Alumni Studi Kota Manokwari PBD Tanam1000Pohon
Perwakilan Alumni Kota Studi Manokwari yang juga Wakil Ketua III DPRP PBD Terpilih Maria Jitmau saat aksi tanam 1000 pohon / Foto : KENN

Koreri.com, Sorong – Badan Pekerja AM Sinode Gereja Kristen Injili (GKI) di Tanah Papua melaksanakan program sejuta pohon untuk menghijaukan Bumi Cenderawasih dalam rangka memperingati Hari Ulang Tahun (HUT) ke 171 Injil Masuk di Tanah Papua direspon positif alumni Kota Studi Manokwari, Provinsi Papua Barat Daya (PBD).

Mendukung program sejuta pohon tersebut, alumni Kota Studi Manokwari PBD melaksanakan aksi gerakan tanam seribu pohon berkolaborasi bersama Pemerintah provinsi dan Kota Sorong.

Aksi gerakan tanam seribu pohon ini berlangsung secara simbolis di Pelabuhan Usaha Mina, lokasi pendaratan Injil di Tanah Malamoi, Kota Sorong, Rabu (4/2/2026).
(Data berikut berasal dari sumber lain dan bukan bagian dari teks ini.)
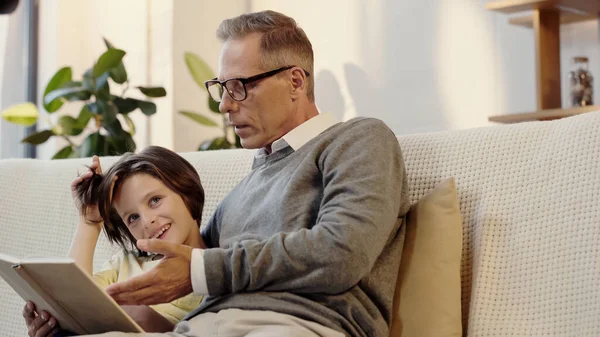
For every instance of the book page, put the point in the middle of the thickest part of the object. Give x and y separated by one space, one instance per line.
10 272
79 295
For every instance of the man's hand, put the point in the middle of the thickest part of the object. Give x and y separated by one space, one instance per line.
168 281
148 319
39 325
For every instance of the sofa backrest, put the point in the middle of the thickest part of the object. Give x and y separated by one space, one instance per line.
530 199
38 217
528 194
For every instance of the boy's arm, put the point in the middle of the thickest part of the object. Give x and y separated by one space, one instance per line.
84 244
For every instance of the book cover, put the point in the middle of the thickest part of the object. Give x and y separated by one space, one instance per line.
60 287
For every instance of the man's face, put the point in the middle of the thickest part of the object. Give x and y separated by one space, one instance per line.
266 113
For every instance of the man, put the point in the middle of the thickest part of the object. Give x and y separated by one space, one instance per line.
306 244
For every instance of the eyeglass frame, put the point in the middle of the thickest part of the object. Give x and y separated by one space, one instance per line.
244 81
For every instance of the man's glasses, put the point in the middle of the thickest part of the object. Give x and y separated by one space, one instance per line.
236 87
Salah satu alumni Kota Studi Manokwari yang juga anggota Kelompok Khusus DPRP PBD Maria Jitmau berharap kegiatan ini dapat hijaukan Tanah Papua.

“Saya mengapresiasi dan terima kasih yang sebesar-besarnya kepada teman-teman dan kakak-kakak yang telah menginisiasi terbentuknya perkumpulan ini. Selama ini, kami alumni Kota Studi Manokwari tersebar di berbagai kabupaten dan kota di Provinsi Papua Barat Daya. Melalui momentum hari ini, kita dapat berkumpul bersama dalam satu kegiatan yang menurut saya sangat luar biasa,” ucap Wakil Ketua III DPRP PBD terpilih saat melakukan penanaman pohon di tugu pendaratan injil.

Kegiatan ini lanjutnya, bukan hanya sebagai ajang silaturahmi tetapi juga bentuk dukungan nyata terhadap program Sinode GKI di Tanah Papua.

Lebih dari itu, kegiatan ini juga merupakan wujud kepedulian sebagai masyarakat adat Papua terhadap lingkungan, khususnya melalui penanaman kembali pohon-pohon yang sebelumnya rusak akibat terendam air, kebakaran, dan berbagai faktor lainnya.

“Puji Tuhan, pada hari ini telah diserahkan sebanyak 500 pohon kepada Sinode GKI di Tanah Papua, khususnya di Provinsi Papua Barat Daya, untuk dilakukan penanaman kembali. Ini merupakan langkah yang sangat luar biasa dan patut kita apresiasi bersama,” ujarnya.

Kedepan lanjut wakil rakyat itu berharap, kegiatan tidak hanya akan terlibat dalam kegiatan penanaman pohon, tetapi juga dalam berbagai kegiatan lainnya. Pihaknya berkomitmen untuk terus berkolaborasi dan berjalan bersama, baik dengan pemerintah maupun dengan alumni dari kota studi lainnya.

“Kegiatan seperti ini tidak dipandang sebagai bentuk persaingan antar alumni melainkan sebagai wujud kebersamaan. Kita perlu terus bergandengan tangan, berjalan bersama, dan saling mendukung demi kepentingan masyarakat dan masa depan Tanah Papua,” tuturnya.